Setup: 2 ESXI 5.0 hosts, connecting to a Dell MD3200i SAN via stacked Cisco switches. The setup has 3 LUNS.
Problem: The small, private cloud with a webserver and backend DB server (amongst a few other servers ) became inaccessible from the outside world via HTTP/SSH etc. Upon inspection it appeared that the iSCSI storage was flapping.
vCenter was located on the same storage so checking anything via this was intermittent.. Connecting to the hosts via the client were also problematic as it kept freezing and timing out. In my experience storage trouble also has a knock on affect to the hosts.

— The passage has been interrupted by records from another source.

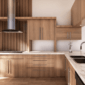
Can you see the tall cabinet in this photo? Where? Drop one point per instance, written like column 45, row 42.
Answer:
column 40, row 28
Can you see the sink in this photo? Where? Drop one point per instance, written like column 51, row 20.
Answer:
column 78, row 57
column 79, row 60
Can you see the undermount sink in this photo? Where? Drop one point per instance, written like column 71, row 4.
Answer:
column 79, row 60
column 78, row 57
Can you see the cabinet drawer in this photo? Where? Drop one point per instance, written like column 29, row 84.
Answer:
column 62, row 36
column 40, row 72
column 42, row 56
column 76, row 36
column 40, row 63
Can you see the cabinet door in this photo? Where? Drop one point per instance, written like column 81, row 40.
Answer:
column 76, row 36
column 35, row 29
column 3, row 67
column 47, row 29
column 60, row 66
column 63, row 36
column 16, row 67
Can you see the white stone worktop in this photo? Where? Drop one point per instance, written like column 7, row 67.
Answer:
column 79, row 68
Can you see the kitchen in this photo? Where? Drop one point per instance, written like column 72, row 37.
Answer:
column 42, row 44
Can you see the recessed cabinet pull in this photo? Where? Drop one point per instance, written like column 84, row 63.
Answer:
column 68, row 76
column 70, row 35
column 65, row 64
column 8, row 66
column 39, row 60
column 39, row 56
column 40, row 64
column 40, row 34
column 67, row 35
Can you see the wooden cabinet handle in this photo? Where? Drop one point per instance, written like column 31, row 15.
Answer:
column 39, row 56
column 39, row 60
column 67, row 35
column 39, row 64
column 65, row 64
column 40, row 34
column 9, row 67
column 70, row 35
column 68, row 76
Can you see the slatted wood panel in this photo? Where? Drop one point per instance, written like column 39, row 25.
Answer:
column 15, row 42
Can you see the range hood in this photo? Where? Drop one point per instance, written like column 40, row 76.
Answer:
column 11, row 18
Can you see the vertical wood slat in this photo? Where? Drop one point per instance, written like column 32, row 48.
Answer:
column 12, row 41
column 0, row 36
column 0, row 8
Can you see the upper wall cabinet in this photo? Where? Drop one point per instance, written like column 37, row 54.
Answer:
column 23, row 8
column 78, row 13
column 41, row 29
column 68, row 33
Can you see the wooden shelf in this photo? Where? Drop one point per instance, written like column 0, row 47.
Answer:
column 26, row 18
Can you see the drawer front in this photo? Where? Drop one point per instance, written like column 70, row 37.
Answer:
column 42, row 56
column 40, row 63
column 62, row 36
column 40, row 72
column 76, row 36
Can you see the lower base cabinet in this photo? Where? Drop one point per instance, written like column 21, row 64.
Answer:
column 40, row 66
column 46, row 66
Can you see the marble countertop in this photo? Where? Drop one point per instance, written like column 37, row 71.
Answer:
column 33, row 53
column 79, row 68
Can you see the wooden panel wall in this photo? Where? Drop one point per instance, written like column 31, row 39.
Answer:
column 10, row 41
column 22, row 8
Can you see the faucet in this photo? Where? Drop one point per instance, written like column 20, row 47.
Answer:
column 70, row 45
column 81, row 45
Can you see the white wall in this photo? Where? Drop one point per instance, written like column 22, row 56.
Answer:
column 61, row 9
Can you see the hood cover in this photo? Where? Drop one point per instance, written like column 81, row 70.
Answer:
column 11, row 18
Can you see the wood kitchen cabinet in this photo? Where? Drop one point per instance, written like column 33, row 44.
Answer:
column 41, row 29
column 78, row 13
column 3, row 67
column 60, row 66
column 70, row 74
column 68, row 33
column 35, row 29
column 40, row 66
column 11, row 66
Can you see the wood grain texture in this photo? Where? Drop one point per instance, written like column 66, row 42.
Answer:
column 14, row 41
column 68, row 33
column 70, row 74
column 60, row 65
column 78, row 13
column 33, row 81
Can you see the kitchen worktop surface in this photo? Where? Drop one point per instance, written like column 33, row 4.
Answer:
column 79, row 68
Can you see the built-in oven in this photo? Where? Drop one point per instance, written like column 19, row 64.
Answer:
column 78, row 80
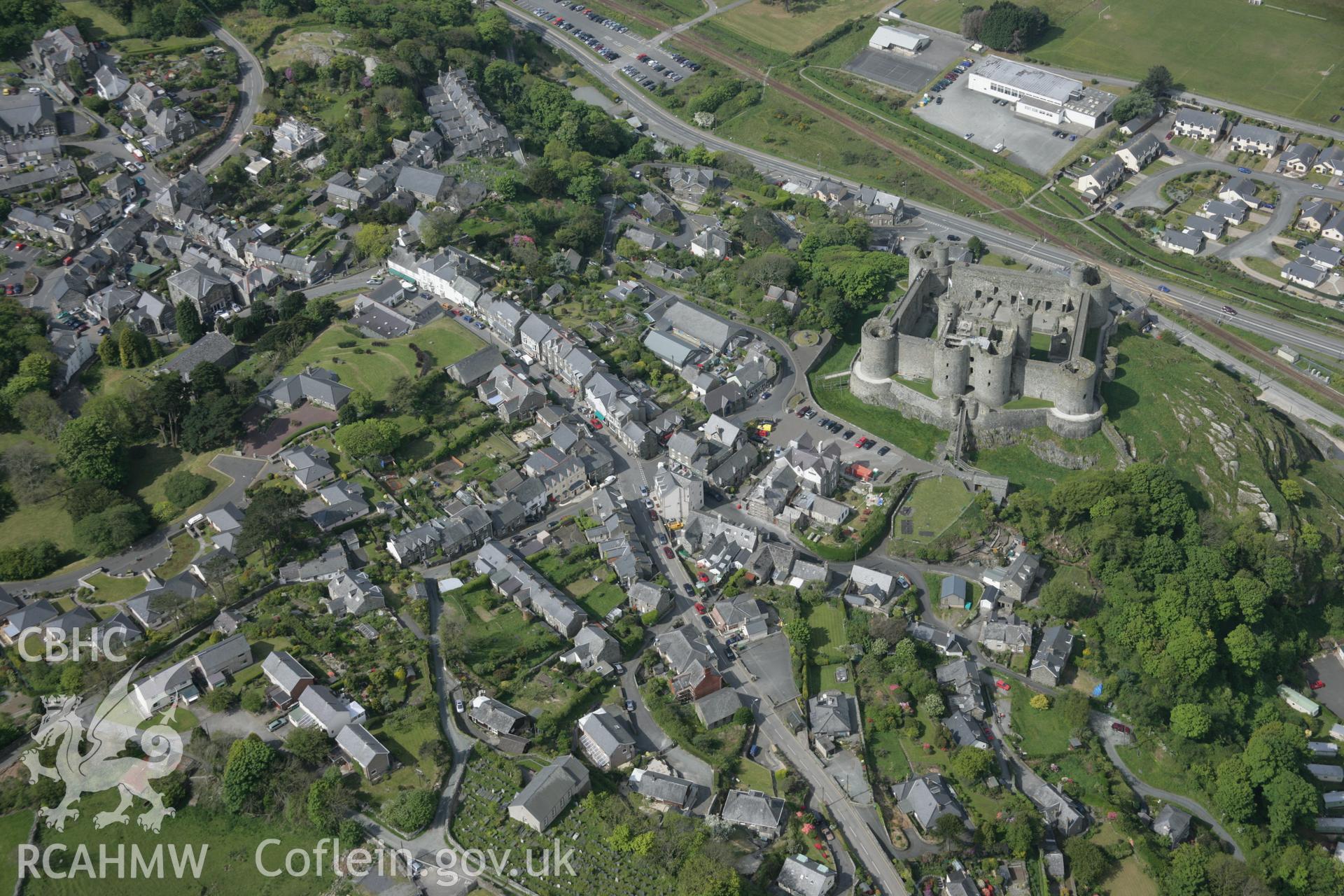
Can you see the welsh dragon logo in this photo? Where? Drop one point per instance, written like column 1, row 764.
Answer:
column 115, row 722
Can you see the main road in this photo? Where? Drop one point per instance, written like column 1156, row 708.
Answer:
column 670, row 128
column 249, row 97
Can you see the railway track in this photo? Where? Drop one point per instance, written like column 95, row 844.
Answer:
column 1027, row 225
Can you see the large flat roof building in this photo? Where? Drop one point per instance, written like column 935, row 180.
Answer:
column 1041, row 94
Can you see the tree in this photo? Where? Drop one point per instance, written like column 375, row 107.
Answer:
column 89, row 450
column 213, row 422
column 1136, row 104
column 1089, row 862
column 1291, row 799
column 1191, row 720
column 374, row 241
column 1234, row 796
column 188, row 321
column 972, row 764
column 185, row 488
column 1158, row 81
column 246, row 773
column 309, row 746
column 168, row 400
column 948, row 828
column 29, row 472
column 273, row 519
column 412, row 811
column 369, row 438
column 111, row 531
column 41, row 415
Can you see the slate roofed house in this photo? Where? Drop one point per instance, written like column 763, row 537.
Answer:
column 1140, row 150
column 1177, row 241
column 872, row 586
column 1051, row 656
column 605, row 739
column 1298, row 159
column 1104, row 176
column 365, row 750
column 1329, row 162
column 550, row 792
column 1316, row 216
column 473, row 368
column 353, row 594
column 424, row 184
column 1240, row 190
column 1303, row 274
column 834, row 713
column 965, row 731
column 1172, row 824
column 755, row 811
column 1205, row 125
column 718, row 708
column 662, row 789
column 927, row 798
column 288, row 678
column 309, row 465
column 953, row 593
column 803, row 876
column 495, row 716
column 321, row 708
column 1254, row 139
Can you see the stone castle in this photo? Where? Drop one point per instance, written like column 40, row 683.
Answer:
column 1007, row 349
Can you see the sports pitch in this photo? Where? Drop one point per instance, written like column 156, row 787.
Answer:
column 1275, row 59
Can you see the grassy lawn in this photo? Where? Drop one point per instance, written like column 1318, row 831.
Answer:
column 444, row 340
column 1025, row 469
column 1297, row 74
column 1043, row 731
column 183, row 552
column 1166, row 397
column 904, row 431
column 227, row 864
column 14, row 830
column 936, row 504
column 104, row 26
column 773, row 26
column 828, row 637
column 151, row 464
column 108, row 589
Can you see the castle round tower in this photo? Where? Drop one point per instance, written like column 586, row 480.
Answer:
column 878, row 349
column 951, row 368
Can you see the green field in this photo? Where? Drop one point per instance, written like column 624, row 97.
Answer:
column 229, row 844
column 14, row 830
column 104, row 26
column 1044, row 732
column 937, row 504
column 445, row 340
column 1262, row 57
column 774, row 27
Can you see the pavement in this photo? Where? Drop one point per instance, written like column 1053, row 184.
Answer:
column 153, row 548
column 930, row 219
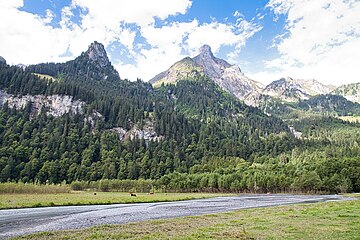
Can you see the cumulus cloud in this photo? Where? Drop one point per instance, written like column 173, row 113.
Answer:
column 177, row 40
column 321, row 40
column 29, row 38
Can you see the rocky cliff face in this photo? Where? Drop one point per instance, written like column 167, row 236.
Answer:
column 55, row 105
column 350, row 91
column 97, row 54
column 291, row 90
column 2, row 60
column 97, row 63
column 228, row 77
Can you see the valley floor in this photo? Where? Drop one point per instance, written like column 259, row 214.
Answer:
column 330, row 220
column 17, row 222
column 76, row 198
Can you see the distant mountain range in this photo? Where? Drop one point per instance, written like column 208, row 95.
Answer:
column 231, row 79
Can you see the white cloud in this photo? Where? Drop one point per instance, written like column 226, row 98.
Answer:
column 322, row 40
column 29, row 38
column 173, row 42
column 26, row 38
column 110, row 12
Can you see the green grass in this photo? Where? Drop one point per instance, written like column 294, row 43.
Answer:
column 332, row 220
column 30, row 188
column 8, row 201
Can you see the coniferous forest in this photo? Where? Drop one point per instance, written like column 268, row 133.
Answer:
column 207, row 139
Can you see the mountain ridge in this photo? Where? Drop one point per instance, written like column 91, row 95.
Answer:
column 228, row 77
column 231, row 79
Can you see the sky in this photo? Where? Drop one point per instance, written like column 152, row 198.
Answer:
column 268, row 39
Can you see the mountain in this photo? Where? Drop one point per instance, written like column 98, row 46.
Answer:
column 228, row 77
column 79, row 121
column 291, row 90
column 2, row 60
column 92, row 64
column 330, row 104
column 350, row 91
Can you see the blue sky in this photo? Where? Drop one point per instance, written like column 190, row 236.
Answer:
column 267, row 39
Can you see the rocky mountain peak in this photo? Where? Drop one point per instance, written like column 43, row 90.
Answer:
column 96, row 53
column 228, row 77
column 2, row 60
column 205, row 52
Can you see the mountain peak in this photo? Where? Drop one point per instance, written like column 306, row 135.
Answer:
column 205, row 51
column 96, row 53
column 2, row 60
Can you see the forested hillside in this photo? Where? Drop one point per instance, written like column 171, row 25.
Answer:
column 207, row 140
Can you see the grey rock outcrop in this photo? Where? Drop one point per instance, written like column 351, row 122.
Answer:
column 291, row 90
column 56, row 105
column 228, row 77
column 2, row 60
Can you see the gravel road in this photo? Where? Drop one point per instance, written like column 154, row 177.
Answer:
column 25, row 221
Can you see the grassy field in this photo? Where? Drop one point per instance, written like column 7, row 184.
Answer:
column 332, row 220
column 84, row 198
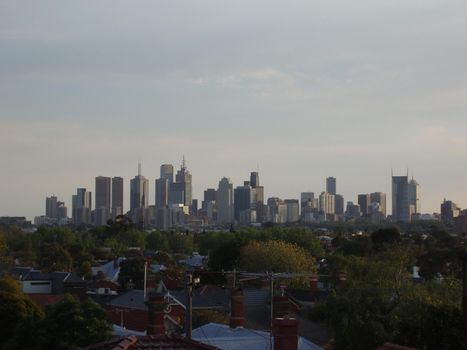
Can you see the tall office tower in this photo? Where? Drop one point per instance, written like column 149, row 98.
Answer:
column 449, row 211
column 167, row 172
column 103, row 186
column 210, row 195
column 183, row 184
column 117, row 196
column 331, row 185
column 225, row 201
column 62, row 211
column 339, row 204
column 254, row 179
column 327, row 203
column 305, row 198
column 293, row 210
column 364, row 201
column 352, row 211
column 162, row 192
column 414, row 197
column 139, row 190
column 244, row 200
column 380, row 198
column 400, row 199
column 81, row 207
column 51, row 204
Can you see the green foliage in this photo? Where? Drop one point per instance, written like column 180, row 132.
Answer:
column 132, row 269
column 76, row 324
column 180, row 243
column 157, row 241
column 54, row 257
column 277, row 256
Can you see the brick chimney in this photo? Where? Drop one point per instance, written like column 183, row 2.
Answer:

SSH was the best option so I logged onto both of the hosts and checked the vmkernel.log. Both were showing iSCSI time outs
2014-09-03T09:51:50.682Z cpu0:2068)FS3Misc: 1440: Long VMFS3 rsv time on 'ManagementLUN' (held for 118611 msecs). # R: 0, # W: 0 bytesXfer: 0 sectors
2014-09-03T09:53:25.837Z cpu2:2069)FS3Misc: 1440: Long VMFS3 rsv time on 'StorageLUN1' (held for 118599 msecs). # R: 0, # W: 0 bytesXfer: 0 sectors
2014-09-03T09:54:13.404Z cpu6:2067)FS3Misc: 1440: Long VMFS3 rsv time on 'VMLUN' (held for 150307 msecs). # R: 1, # W: 0 bytesXfer: 1 sectors
The reservation times were as high as 1.5 seconds to the LUNs. These messages normally appear in the logs when the reservation time exceeds 200ms (maximum VMware reserve time).
Other messages in the vmkernel.log included:
HBX: 231: Reclaimed heartbeat for volume 4f5096b8-67f3f45e-74e7-d4bed9b5a69f (StorageLUN1): [Timeout] [HB state abcdef02 offset 3457024 gen 417 stampUS 14126371426996 uuid 532f5035-cecfff64-1597-d4bed9b5a69f jrnl <FB 9$
Waiting for timed out [HB state abcdef02 offset 3457024 gen 35 stampUS 14126368571853 uuid 532f5035-cecfff64-1597-d4bed9b5a69f jrnl
This pointed towards being a storage issue. The Cisco switches were checked and no errors were appearing on the iSCSI interfaces. I then logged into the Dell MD3200i and again no errors were showing. However, as both hosts were having the same issue the SAN was the main culprit. I called Dell support who agreed there looked nothing wrong on the face of it. They recommended upgrading the FW on the Storage Controllers to the latest version.
The firmware on the MDSM (Modular Disk Storage Manager) was required first before the controller updates. Once complete the firmware on the controllers went from 07.80.41.60 -> 07.84.56.60 the errors on the ESXi hosts disappeared and the storage came to life. A reboot of the VMs affected via a file check and we were back in business.
Dell weren't sure if it was a bug in the firmware or just the controller switch which resolved the issue.